Tuesday, August 15, 2006


After doing my time in Minneapolis--two years--I can honestly say I never really knew the name of any of our neighbors. We might have had a waving or nodding relationship with them when we spotted someone while we were backing our car down the driveway, but there were no deep relationships. When we moved in, we were told this would likely be the case. People were focused on careers and family, and kept isolated. So much for Minnesota Nice, I guess.

This is not so in South Bend. Even though it's technically five times the size of our Minnesota suburb, we're getting connected. First, it was Party Boy next door, who wandered over to introduce himself and offer help hauling boxes. Then it was the couple who sold us our entertainment center; they want to have us over for dinner when we're settled.

In-Home Daycare crossed the street to introduce herself and ask us if we wanted to come over "for a soda" with her and her husband, Retired Teacher.

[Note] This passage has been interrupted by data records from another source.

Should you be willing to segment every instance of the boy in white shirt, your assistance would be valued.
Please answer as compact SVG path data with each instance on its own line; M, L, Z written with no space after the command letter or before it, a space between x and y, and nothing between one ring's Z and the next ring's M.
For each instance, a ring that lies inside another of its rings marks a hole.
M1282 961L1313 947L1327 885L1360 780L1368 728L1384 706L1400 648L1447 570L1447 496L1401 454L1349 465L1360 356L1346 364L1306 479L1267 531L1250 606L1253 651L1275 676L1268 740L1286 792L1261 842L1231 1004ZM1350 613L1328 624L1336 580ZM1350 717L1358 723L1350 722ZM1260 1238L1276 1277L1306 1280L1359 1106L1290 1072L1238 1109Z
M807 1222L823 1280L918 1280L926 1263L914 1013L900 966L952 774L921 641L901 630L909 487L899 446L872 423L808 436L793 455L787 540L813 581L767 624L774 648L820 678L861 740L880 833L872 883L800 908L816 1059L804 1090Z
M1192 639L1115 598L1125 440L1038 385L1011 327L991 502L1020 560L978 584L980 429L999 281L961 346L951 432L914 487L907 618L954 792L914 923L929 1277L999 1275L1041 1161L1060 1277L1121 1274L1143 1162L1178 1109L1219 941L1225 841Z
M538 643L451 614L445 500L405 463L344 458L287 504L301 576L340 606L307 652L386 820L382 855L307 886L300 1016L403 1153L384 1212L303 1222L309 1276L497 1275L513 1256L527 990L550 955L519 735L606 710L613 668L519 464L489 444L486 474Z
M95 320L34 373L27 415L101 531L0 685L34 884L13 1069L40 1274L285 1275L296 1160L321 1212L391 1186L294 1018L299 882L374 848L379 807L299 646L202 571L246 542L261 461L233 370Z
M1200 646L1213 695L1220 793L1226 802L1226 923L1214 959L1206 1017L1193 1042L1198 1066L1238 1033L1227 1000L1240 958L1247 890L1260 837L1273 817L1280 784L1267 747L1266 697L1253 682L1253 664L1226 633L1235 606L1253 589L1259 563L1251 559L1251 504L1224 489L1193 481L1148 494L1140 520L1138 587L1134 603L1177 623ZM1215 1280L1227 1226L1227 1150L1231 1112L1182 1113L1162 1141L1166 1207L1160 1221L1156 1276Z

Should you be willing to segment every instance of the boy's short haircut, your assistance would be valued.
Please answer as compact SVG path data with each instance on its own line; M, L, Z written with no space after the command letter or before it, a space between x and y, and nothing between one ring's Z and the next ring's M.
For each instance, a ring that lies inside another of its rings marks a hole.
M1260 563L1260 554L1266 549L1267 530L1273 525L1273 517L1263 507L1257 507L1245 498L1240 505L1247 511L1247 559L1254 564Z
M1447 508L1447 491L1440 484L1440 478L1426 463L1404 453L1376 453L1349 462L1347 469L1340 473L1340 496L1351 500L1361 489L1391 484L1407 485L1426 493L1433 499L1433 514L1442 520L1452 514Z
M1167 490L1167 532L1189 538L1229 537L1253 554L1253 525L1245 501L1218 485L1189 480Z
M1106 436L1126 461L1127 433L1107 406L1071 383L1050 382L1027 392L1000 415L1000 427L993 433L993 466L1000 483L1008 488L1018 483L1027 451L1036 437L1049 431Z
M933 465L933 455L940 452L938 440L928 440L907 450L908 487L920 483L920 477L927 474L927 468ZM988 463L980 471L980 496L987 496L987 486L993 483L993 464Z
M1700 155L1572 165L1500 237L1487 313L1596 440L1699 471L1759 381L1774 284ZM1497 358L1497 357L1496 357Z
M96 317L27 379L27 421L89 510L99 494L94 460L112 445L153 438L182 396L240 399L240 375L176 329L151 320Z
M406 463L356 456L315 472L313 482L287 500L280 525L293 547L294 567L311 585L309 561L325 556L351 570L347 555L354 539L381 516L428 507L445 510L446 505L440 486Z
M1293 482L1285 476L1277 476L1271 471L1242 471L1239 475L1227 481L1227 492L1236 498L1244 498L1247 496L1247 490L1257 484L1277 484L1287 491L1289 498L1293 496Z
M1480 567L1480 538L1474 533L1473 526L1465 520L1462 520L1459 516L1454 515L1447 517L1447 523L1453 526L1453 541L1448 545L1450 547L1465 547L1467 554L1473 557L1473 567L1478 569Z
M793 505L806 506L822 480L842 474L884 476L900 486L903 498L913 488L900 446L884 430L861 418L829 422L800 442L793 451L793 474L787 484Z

We did so. During the exchange, we were schooled on when trash day was, where to buy groceries, how long to delay before going to the Bureau of Motor Vehicles, and what was the flooding-basement situation (the city has to fix the lay of the pipes, perhaps next summer, but while houses near us have flooded with downpours, we appear to be safe). Additionally, on another occasion, In-Home Daycare offered her services to take care of our baby (when we do decide to have one).

After we had settled in, I was emerging from my car when our other neighbors chased me down. Current Teacher and New Husband had been on vacation when we moved in. They had been lying in wait for us and finally caught us for introductions and conversation in our driveway. They gave us the low-down on additional neighbors: the Amiable- Gossip- turned- Wheelchair- Bound and the Newlyweds.

Since then, Retired Teacher even made a special trip across the street. Once he learned I was an English teacher, he called his daughter and learned of several openings at a middle and high school; he read them off of an index card, then excused himself to return home.

So, in less than two weeks, neighbors have already set themselves apart for being hospitable and charitable. A number of them have deck chairs next to their front door to sit in as the evening settles; it's not unusual for a neighbor on a walk to pause for an extended conversation when others are enjoying dusk. Eric and I will both enjoy the budding relationships and the ability to catch up as we're all grilling or tending our lawns.